Kick Motions for the NAO Robot using Dynamic Movement Primitives

TL;DR

This paper applies Dynamic Movement Primitives to enable flexible and adaptive kick motions in soccer-playing NAO robots, including a motor model to compensate for control delays, validated through real robot experiments.

Contribution

It introduces the first application of DMPs to soccer kicks in humanoid robots and proposes a motor model to improve balance during kicking.

Findings

DMPs effectively generate adaptable kick motions.

The motor model improves balance and stability.

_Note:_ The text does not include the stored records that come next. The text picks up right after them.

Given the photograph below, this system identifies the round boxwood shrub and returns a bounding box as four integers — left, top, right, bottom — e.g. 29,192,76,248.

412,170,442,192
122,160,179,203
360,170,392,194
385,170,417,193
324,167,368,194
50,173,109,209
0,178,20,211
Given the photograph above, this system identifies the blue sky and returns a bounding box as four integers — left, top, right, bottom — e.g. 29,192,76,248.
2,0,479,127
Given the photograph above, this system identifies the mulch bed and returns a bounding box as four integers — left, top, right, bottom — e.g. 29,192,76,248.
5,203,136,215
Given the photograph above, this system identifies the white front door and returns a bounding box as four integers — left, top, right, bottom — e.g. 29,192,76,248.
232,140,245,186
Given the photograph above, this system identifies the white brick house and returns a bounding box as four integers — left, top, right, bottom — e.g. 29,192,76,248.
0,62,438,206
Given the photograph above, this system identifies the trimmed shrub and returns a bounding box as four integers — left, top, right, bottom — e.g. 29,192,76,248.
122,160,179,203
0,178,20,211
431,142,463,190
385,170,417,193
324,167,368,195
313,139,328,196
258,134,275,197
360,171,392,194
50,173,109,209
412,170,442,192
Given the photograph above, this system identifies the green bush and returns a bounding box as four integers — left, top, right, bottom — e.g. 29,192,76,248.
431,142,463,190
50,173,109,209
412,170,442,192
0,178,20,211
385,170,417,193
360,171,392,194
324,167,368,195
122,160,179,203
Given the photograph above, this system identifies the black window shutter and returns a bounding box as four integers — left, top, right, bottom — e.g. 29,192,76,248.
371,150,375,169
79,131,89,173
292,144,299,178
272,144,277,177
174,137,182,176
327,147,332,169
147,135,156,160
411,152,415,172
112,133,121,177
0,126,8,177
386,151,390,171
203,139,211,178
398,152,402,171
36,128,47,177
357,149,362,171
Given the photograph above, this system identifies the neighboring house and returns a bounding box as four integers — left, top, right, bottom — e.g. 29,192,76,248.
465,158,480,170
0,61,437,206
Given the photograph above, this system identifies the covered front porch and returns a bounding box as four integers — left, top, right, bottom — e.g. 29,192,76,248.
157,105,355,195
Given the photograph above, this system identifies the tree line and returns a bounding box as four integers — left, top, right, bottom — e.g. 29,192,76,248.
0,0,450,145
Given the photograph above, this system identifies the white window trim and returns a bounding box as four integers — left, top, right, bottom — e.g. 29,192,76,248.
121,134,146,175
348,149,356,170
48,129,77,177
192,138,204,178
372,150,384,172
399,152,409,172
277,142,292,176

All methods were successfully tested on real NAO robots.

Abstract

In this paper, we present the probably first application of the popular \emph{Dynamic Movement Primitives (DMP)} approach to the domain of soccer-playing humanoid robots. DMPs are known for their ability to imitate previously demonstrated motions as well as to flexibly adapt to unforeseen changes to the desired trajectory with respect to speed and direction. As demonstrated in this paper, this makes them a useful approach for describing kick motions. Furthermore, we present a mathematical motor model that compensates for the NAO robot's motor control delay as well as a novel minor extension to the DMP formulation. The motor model is used in the calculation of the Zero Moment Point (ZMP), which is needed to keep the robot in balance while kicking. All approaches have been evaluated on real NAO robots.